Researchers at Shanghai Jiao Tong University have built an AI system that diagnoses rare diseases more accurately than human specialists, according to a study published this week in Nature. The system, called DeepRare, correctly identified the right diagnosis as its top suggestion 64.4% of the time, compared to 54.6% for a panel of five rare disease specialists.
The work addresses a genuine problem. Rare diseases affect more than 300 million people worldwide, and patients typically endure what clinicians call a “diagnostic odyssey” - an average of 4.26 years of repeated referrals, misdiagnoses, and unnecessary interventions before receiving a correct diagnosis. A survey by the China Alliance for Rare Diseases found that 42% of over 20,000 patients had been previously misdiagnosed.
How It Works
Unlike conventional medical AI tools that pattern-match symptoms to diseases, DeepRare operates as an “agentic” system. It mimics how experienced doctors actually reason through difficult cases: forming hypotheses, testing them against evidence, revising conclusions, and ranking possible diagnoses.
The system uses DeepSeek-V3 as its language model and integrates more than 40 specialized tools and data sources. It processes free-text clinical descriptions, structured phenotype terms, and genetic testing results. Every diagnostic conclusion comes with a traceable evidence chain - doctors can see not just what the diagnosis is, but the specific reasoning and sources that led there.
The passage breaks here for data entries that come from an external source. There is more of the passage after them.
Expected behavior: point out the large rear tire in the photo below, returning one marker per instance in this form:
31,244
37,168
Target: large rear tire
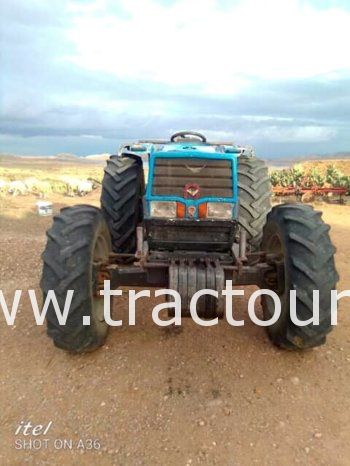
254,194
121,201
298,233
77,241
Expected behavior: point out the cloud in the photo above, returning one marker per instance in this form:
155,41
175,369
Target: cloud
82,76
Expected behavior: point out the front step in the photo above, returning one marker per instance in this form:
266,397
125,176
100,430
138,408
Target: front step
189,276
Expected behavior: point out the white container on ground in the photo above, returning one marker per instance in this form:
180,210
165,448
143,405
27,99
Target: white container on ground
44,208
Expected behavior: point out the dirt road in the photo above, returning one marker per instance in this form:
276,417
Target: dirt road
151,396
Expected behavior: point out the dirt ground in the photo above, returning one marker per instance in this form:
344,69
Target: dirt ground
151,396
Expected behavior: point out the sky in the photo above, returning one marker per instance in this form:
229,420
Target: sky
83,76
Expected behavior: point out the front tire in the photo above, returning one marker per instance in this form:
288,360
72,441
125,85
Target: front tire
298,233
121,201
77,241
254,194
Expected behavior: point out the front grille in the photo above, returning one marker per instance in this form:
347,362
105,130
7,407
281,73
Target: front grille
171,175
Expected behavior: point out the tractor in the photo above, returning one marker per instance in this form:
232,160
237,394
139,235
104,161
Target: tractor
203,217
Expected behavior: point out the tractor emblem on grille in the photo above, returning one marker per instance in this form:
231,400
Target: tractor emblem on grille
192,190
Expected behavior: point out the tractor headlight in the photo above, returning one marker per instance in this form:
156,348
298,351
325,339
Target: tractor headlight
219,209
163,209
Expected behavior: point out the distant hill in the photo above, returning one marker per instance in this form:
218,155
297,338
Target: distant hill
282,162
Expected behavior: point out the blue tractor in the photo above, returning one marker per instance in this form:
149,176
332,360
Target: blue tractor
203,217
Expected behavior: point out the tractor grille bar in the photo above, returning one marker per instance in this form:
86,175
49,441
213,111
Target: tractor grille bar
171,175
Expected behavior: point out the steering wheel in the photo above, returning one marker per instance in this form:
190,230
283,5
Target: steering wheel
184,134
“Unlike conventional AI, which relies on rapid pattern matching, DeepRare mimics the ‘slow thinking’ of human doctors,” the research team said. “Every diagnostic conclusion generated by the system is traceable and accompanied by a clear and complete evidence chain.”
The Numbers
The research team evaluated DeepRare across 6,401 clinical cases spanning 2,919 rare diseases, using nine different datasets - seven public benchmarks and two in-house clinical datasets from Xinhua Hospital and Hunan Hospital in China.
Using clinical phenotype information alone (no genetic data), DeepRare achieved a top-ranked diagnostic accuracy (Recall@1) of 57.18%. That may not sound impressive in isolation, but it outperformed Claude-3.7-Sonnet-thinking by 23.79 percentage points and showed consistent results across 14 medical specialties.
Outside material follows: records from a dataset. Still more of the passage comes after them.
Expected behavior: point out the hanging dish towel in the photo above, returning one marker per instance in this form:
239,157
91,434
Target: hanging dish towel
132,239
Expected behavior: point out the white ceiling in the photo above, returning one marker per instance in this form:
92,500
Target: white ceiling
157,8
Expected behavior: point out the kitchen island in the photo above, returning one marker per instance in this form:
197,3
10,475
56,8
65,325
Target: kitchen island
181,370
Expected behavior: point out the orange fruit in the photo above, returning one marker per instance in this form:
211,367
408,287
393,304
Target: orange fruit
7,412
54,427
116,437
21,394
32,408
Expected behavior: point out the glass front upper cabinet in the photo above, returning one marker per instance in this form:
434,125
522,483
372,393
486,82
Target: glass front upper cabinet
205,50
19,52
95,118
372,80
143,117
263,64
When genetic sequencing data was added, accuracy jumped further. On the Hunan Hospital dataset, Recall@1 improved from 33.3% to 63.6%. On the Xinhua Hospital dataset, it went from 39.9% to 69.1%.
Against the widely used bioinformatics tool Exomiser, DeepRare performed notably better: 63.6% versus 58.0% on the Hunan data, and 69.1% versus 55.9% on the Xinhua data.
In head-to-head comparisons with five rare disease specialists, DeepRare’s top-five accuracy (Recall@5) reached 78.5%, compared to 65.6% for the specialists.
What This Means
The practical application is straightforward. DeepRare could serve as a screening and decision-support tool, particularly in primary care settings and hospitals without rare disease specialists. An online diagnostic platform has been operating since July 2025, with more than 600 medical institutions worldwide now registered. The researchers are also building a global rare disease diagnostic alliance and running a validation study using 20,000 real-world cases.
For patients stuck in years-long diagnostic journeys, a tool that gets the right answer in its top five suggestions nearly 80% of the time could dramatically shorten the path to treatment.
The Fine Print
The study has meaningful limitations that the authors acknowledge. All evaluations were retrospective - the researchers tested the system on existing clinical records, not in real-time clinical settings. A prospective study where DeepRare guides actual diagnostic decisions has not been done.
The system occasionally produced “hallucinated or irrelevant citations” in its reasoning chains. While the overall accuracy numbers are strong, these errors in the evidence trail could undermine physician trust if they appear during clinical use.
The clinical validation data came from two hospitals in China. How well the system performs across different populations, healthcare systems, and clinical documentation styles remains untested.
Most importantly, high diagnostic accuracy in a research setting does not automatically translate to better patient outcomes. The tool still needs physicians to act on its suggestions, and the gap between “AI suggests the right diagnosis” and “patient receives the right treatment faster” is wider than it appears.
Still, for a field where the average patient waits more than four years for a correct diagnosis, even an imperfect AI screening tool represents a concrete improvement over the status quo.